When a reporter asked Bialik if she, like her onscreen persona Amy Farrah Fowler, could do calculus at the drop of a hat, she was almost baffled by what she perceived to be the stupidity of the question. "Um, I actually was trained in calculus for several years," she stammered. 

"Yeah, I'm a neuroscientist, so ... you may not have known that. I can do calculus," she assured. "I can do that. But yeah, I think people assume that of all of us. You don't have to have a PhD in neuroscience to be on our show. I promise."

Helen Mirren

In 1975, movie star Helen Mirren was subjected to what may have been one of the most sexist interviews ever with Michael Parkinson, who referred to her as a "sex queen." Parkinson told her, "You are, in quotes, a 'serious actress,'" to which she gently replied, "In quotes?

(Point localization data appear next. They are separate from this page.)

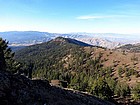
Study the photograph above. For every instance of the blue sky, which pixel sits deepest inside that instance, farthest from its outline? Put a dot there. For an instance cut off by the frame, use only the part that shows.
(96, 16)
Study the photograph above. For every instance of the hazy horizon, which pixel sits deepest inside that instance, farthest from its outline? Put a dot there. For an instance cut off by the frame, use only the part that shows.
(66, 16)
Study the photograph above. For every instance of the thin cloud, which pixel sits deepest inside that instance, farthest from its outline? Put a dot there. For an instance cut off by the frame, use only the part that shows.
(90, 17)
(99, 17)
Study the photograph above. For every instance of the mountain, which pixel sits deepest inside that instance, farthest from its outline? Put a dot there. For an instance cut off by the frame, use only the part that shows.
(83, 67)
(26, 38)
(130, 47)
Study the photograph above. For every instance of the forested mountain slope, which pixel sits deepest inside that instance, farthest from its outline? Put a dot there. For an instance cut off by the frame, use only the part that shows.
(98, 71)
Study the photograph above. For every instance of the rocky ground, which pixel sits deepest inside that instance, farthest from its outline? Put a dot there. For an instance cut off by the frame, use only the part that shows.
(19, 90)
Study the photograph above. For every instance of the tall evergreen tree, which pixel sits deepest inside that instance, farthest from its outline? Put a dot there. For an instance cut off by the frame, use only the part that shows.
(7, 58)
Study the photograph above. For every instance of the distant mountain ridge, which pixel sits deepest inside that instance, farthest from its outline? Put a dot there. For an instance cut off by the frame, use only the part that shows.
(26, 38)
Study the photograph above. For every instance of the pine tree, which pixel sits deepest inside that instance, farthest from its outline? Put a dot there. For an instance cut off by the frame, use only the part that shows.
(7, 58)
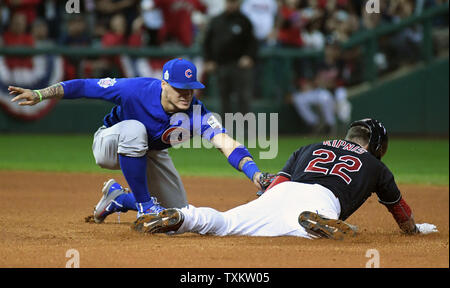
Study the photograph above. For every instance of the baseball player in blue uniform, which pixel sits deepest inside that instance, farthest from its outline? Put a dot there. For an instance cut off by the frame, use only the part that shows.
(150, 116)
(319, 187)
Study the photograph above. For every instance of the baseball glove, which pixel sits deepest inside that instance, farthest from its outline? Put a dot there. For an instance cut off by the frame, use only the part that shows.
(265, 180)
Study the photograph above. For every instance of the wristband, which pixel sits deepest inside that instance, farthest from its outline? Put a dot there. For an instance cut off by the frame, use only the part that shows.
(40, 95)
(249, 169)
(236, 156)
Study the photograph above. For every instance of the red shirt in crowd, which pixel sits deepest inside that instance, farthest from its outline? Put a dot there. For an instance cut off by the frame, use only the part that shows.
(27, 7)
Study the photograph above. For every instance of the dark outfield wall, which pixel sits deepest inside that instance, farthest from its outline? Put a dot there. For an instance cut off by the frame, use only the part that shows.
(414, 104)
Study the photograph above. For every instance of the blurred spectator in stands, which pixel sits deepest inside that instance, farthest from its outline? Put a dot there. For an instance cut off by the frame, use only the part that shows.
(201, 20)
(312, 35)
(75, 32)
(53, 11)
(214, 7)
(17, 35)
(342, 21)
(2, 20)
(116, 36)
(108, 8)
(178, 27)
(324, 92)
(26, 7)
(290, 24)
(230, 49)
(153, 21)
(404, 46)
(39, 30)
(262, 14)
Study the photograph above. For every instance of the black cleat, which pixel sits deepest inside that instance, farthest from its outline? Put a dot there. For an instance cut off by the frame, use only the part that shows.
(322, 227)
(165, 221)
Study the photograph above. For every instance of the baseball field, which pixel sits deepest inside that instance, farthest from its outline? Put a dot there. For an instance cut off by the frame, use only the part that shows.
(49, 183)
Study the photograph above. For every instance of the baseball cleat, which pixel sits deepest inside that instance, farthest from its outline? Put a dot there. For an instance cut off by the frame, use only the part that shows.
(165, 221)
(111, 190)
(150, 207)
(322, 227)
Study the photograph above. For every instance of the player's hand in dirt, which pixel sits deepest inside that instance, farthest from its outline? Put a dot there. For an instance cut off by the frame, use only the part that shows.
(28, 96)
(426, 228)
(265, 179)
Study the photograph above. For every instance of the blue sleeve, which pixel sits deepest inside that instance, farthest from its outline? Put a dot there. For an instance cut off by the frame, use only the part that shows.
(105, 89)
(210, 125)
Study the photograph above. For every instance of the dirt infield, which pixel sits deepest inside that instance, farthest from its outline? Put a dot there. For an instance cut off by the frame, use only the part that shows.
(42, 217)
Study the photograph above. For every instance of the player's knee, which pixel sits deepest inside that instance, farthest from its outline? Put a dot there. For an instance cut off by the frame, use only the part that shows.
(133, 139)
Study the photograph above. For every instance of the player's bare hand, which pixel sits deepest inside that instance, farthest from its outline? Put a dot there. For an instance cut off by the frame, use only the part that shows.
(25, 96)
(256, 180)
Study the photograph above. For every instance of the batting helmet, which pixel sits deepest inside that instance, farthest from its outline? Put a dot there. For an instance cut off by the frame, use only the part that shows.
(378, 141)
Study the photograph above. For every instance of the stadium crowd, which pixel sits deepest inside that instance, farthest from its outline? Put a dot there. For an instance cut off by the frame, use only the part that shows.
(310, 24)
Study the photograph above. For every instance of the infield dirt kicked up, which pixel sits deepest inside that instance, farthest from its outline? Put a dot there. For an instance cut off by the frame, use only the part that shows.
(42, 217)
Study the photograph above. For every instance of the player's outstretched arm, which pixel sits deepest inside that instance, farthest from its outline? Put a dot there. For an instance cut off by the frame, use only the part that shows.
(238, 156)
(403, 216)
(29, 97)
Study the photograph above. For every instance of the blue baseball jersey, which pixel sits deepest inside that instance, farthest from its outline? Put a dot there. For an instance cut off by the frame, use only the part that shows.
(140, 99)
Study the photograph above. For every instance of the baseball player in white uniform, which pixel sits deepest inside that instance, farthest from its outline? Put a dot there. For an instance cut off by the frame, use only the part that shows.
(320, 186)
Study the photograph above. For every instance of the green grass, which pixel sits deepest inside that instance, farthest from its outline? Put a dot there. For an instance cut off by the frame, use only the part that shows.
(415, 161)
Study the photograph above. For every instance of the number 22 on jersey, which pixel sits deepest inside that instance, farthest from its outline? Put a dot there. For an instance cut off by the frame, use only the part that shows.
(348, 163)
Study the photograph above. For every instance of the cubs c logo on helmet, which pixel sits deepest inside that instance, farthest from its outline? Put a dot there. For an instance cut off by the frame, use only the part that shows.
(188, 73)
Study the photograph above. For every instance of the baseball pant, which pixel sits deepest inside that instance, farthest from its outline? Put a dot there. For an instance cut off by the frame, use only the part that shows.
(275, 213)
(129, 138)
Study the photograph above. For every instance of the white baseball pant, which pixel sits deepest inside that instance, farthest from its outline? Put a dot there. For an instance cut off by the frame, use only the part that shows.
(275, 213)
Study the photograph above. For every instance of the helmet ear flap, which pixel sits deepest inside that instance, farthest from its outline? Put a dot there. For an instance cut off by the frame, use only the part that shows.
(378, 141)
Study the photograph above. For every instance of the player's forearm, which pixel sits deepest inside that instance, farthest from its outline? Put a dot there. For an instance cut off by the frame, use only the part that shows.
(237, 154)
(51, 92)
(403, 216)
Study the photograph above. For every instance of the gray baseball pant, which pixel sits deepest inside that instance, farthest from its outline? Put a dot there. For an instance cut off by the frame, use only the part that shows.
(129, 138)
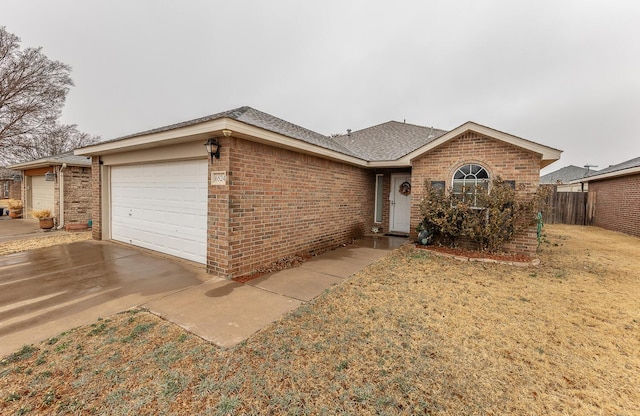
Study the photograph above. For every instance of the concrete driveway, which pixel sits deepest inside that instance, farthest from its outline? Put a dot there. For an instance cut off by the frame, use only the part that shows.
(50, 290)
(47, 291)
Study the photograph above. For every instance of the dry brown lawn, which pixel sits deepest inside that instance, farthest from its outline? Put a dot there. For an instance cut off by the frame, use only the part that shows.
(411, 334)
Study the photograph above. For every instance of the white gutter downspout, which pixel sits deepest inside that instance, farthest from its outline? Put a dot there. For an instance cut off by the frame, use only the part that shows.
(61, 176)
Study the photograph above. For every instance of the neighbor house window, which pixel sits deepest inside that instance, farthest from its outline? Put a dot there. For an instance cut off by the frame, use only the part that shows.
(377, 216)
(468, 181)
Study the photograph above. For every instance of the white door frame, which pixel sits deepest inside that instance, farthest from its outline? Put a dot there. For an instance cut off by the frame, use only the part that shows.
(399, 205)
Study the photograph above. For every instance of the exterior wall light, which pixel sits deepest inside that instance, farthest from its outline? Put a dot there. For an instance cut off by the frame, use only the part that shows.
(213, 148)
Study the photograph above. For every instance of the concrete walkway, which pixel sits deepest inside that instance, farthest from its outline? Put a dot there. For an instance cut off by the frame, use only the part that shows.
(48, 291)
(18, 229)
(226, 312)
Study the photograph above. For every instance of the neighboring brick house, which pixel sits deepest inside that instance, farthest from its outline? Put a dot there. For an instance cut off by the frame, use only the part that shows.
(10, 187)
(275, 189)
(614, 197)
(60, 183)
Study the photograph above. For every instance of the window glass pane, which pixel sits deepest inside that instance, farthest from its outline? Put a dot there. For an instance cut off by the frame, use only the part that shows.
(468, 181)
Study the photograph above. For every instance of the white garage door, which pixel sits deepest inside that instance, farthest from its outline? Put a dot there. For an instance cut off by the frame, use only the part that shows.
(162, 207)
(42, 193)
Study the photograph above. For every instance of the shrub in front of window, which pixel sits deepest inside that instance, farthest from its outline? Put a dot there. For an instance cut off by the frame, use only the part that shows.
(490, 219)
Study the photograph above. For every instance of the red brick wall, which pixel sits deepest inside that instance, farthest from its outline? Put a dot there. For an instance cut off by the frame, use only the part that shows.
(218, 243)
(283, 203)
(617, 204)
(77, 194)
(96, 198)
(497, 157)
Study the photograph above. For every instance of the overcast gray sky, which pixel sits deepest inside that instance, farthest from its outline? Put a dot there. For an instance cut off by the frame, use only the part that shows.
(562, 73)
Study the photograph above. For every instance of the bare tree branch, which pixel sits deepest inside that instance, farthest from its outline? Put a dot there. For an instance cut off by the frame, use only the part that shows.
(33, 90)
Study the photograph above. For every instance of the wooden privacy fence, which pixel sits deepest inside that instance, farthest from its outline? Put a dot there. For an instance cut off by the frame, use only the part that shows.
(574, 208)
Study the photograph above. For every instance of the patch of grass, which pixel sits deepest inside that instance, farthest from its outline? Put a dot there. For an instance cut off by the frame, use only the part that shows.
(407, 335)
(227, 405)
(137, 331)
(174, 383)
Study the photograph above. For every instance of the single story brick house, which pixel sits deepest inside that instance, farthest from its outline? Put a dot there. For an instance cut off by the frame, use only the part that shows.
(59, 183)
(274, 189)
(614, 197)
(10, 184)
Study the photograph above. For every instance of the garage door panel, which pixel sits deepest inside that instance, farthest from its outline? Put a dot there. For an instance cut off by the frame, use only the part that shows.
(162, 206)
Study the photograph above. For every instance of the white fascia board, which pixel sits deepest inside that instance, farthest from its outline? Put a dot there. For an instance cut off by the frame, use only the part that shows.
(548, 153)
(45, 163)
(259, 135)
(139, 142)
(32, 165)
(622, 172)
(400, 163)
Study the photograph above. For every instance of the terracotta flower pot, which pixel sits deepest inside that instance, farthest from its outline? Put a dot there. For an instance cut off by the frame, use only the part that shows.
(46, 223)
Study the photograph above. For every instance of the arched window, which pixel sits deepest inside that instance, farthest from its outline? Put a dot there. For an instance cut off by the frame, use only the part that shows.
(468, 181)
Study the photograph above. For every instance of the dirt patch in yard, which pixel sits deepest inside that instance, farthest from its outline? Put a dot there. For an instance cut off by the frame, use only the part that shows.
(55, 238)
(414, 333)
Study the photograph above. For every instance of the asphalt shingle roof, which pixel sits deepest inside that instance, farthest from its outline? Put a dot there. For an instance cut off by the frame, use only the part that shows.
(259, 119)
(629, 164)
(8, 173)
(388, 141)
(565, 175)
(68, 158)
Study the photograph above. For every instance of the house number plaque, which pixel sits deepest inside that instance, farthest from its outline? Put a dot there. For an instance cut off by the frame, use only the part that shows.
(219, 178)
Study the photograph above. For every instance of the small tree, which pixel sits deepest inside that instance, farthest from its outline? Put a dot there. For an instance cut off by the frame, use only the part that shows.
(33, 90)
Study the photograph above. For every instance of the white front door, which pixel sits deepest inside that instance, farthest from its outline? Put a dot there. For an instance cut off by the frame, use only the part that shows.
(42, 193)
(400, 212)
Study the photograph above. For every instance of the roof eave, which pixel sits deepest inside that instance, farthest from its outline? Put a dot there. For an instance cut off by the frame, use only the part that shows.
(205, 130)
(608, 175)
(548, 154)
(45, 163)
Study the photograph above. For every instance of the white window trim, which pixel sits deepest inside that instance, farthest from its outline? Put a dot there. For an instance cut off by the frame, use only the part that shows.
(378, 195)
(476, 182)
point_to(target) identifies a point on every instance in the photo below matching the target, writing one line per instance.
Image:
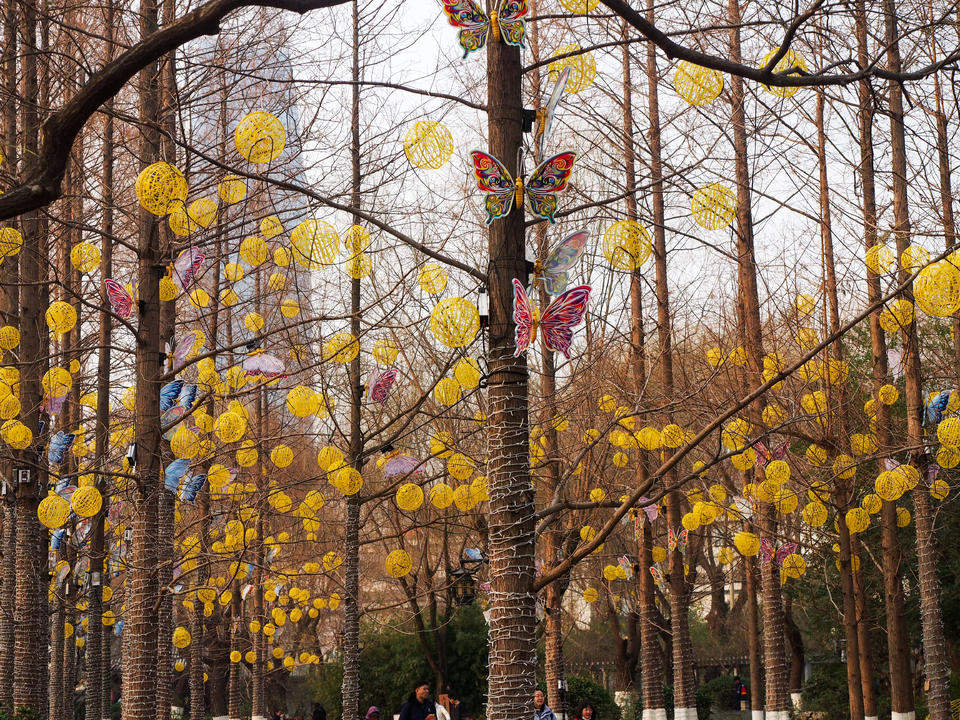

How dare you?"

Then he asked if her "equipment" and "physical attributes" hindered her acting.

"I'd like you to explain what you mean by my 'equipment' in great detail," Mirren replied. "A successful and serious actress ... can't have big bosoms, is that what you mean?"

He then asked if her chest got in the way of audiences appreciating her craft.

"What a crummy performance if people are obsessed with the size of your bosom over anything else," she said. "I would hope that the performance and the play and the living relationship between all the people on the stage and all the people in the audience would overcome such boring questions."

Parkinson later asked her why she previously said she liked men with greasy hair and leather jackets, and she slayed him. "It's not so much that I like men who look like that — but I strongly dislike men who look in another way," she said, glancing at Parkinson's outfit. "Like men who wear very nicely cut suits."